Astbury Centre for Structural Molecular Biology, Faculty of Biological Sciences, University of Leeds, Leeds, United Kingdom.
Department of Biology, Massachusetts Institute of Technology, Cambridge, Massachusetts, USA.
mSphere. 2020 Apr 8;5(2):e00144-20. doi: 10.1128/mSphere.00144-20.
The survival of any microbe relies on its ability to respond to environmental change. Use of xtraytoplasmic unction (ECF) RNA polymerase sigma (σ) factors is a major strategy enabling dynamic responses to extracellular signals. species harbor a large number of ECF σ factors, nearly all of which are uncharacterized, but those that have been characterized generally regulate genes required for morphological differentiation and/or response to environmental stress, except for σ, which regulates starter-unit biosynthesis in the production of antimycin, an anticancer compound. Unlike a canonical ECF σ factor, whose activity is regulated by a cognate anti-σ factor, σ is an orphan, raising intriguing questions about how its activity may be controlled. Here, we reconstituted ClpXP proteolysis of σ but not of a variant lacking a C-terminal di-alanine motif. Furthermore, we show that the abundance of σ was enhanced by removal of the ClpXP recognition sequence and that levels of the protein rose when cellular ClpXP protease activity was abolished. These data establish direct proteolysis as an alternative and, thus far, unique control strategy for an ECF RNA polymerase σ factor and expands the paradigmatic understanding of microbial signal transduction regulation. Natural products produced by species underpin many industrially and medically important compounds. However, the majority of the ∼30 biosynthetic pathways harbored by an average species are not expressed in the laboratory. This unrevealed biochemical diversity is believed to comprise an untapped resource for natural product drug discovery. Major roadblocks preventing the exploitation of unexpressed biosynthetic pathways are a lack of insight into their regulation and limited technology for activating their expression. Our findings reveal that the abundance of σ, which is the cluster-situated regulator of antimycin biosynthesis, is controlled by the ClpXP protease. These data link proteolysis to the regulation of natural product biosynthesis for the first time to our knowledge, and we anticipate that this will emerge as a major strategy by which actinobacteria regulate production of their natural products. Further study of this process will advance understanding of how expression of secondary metabolism is controlled and will aid pursuit of activating unexpressed biosynthetic pathways.

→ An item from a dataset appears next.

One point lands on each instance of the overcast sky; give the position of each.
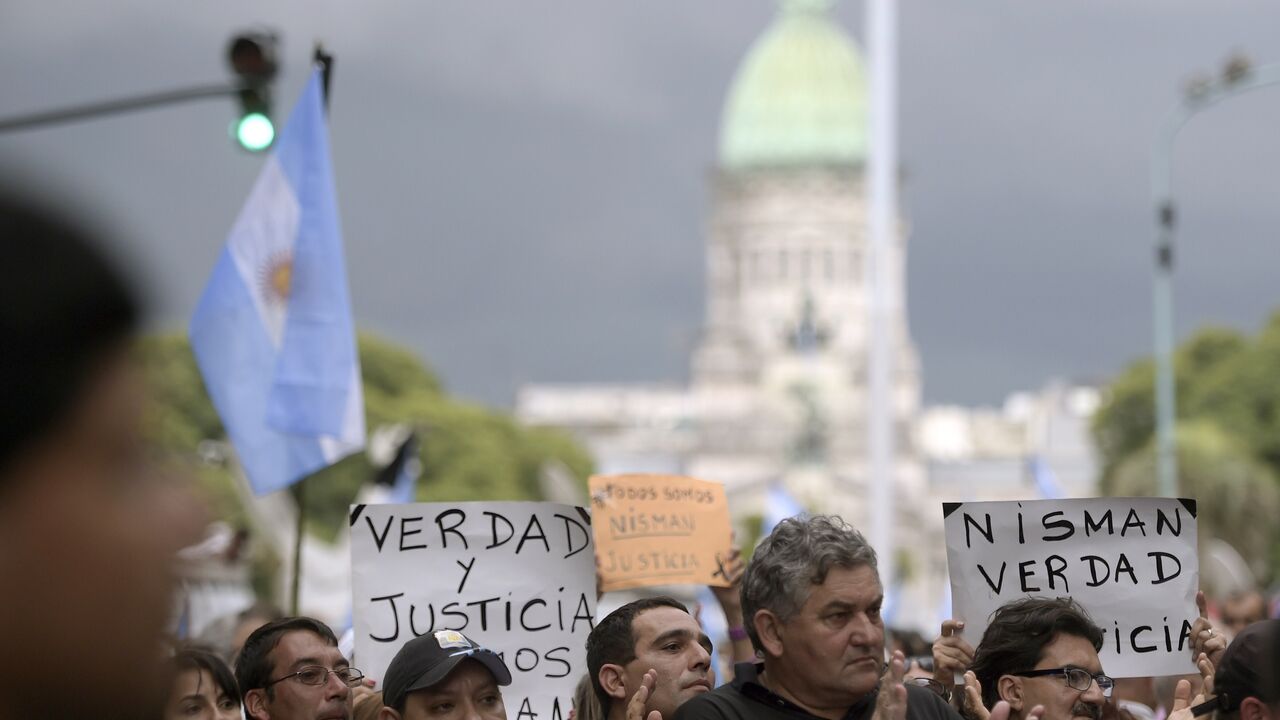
(524, 183)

任何微生物的生存都依赖于其应对环境变化的能力。利用细胞质功能 (ECF) RNA 聚合酶 σ (σ) 因子是一种主要策略,能够对细胞外信号做出动态响应。种含有大量的 ECF σ 因子,几乎所有的 ECF σ 因子都没有被描述过,但已经被描述的 ECF σ 因子通常调节形态分化和/或对环境压力的反应所需的基因,除了 σ,它调节在生产抗霉素(一种抗癌化合物)中起始单元的生物合成。与活性受同源抗 - σ 因子调节的典型 ECF σ 因子不同,σ 是一个孤儿,这引发了关于其活性如何可能被控制的有趣问题。在这里,我们重建了 ClpXP 对 σ 的蛋白水解,但不能对缺乏 C 末端二丙氨酸基序的变体进行蛋白水解。此外,我们表明,去除 ClpXP 识别序列可增强 σ 的丰度,并且当细胞 ClpXP 蛋白酶活性被废除时,蛋白质水平上升。这些数据确立了直接蛋白水解作为一种替代策略,并且迄今为止,这是一种独特的 ECF RNA 聚合酶 σ 因子的控制策略,并扩展了微生物信号转导调控的范例性理解。种产生的天然产物是许多工业和医学上重要化合物的基础。然而,在平均每个种中大约有 30 个生物合成途径,其中只有少数在实验室中表达。这种未揭示的生化多样性被认为是天然产物药物发现的未开发资源。阻止未表达生物合成途径利用的主要障碍是对其调节缺乏了解和激活其表达的技术有限。我们的发现表明,σ 的丰度受到 ClpXP 蛋白酶的控制,σ 是抗霉素生物合成的簇定位调节剂。这些数据首次将蛋白水解与天然产物生物合成的调节联系起来,据我们所知,我们预计这将成为放线菌调节其天然产物产生的主要策略。对这一过程的进一步研究将增进对次生代谢物表达调控的理解,并有助于探索激活未表达的生物合成途径。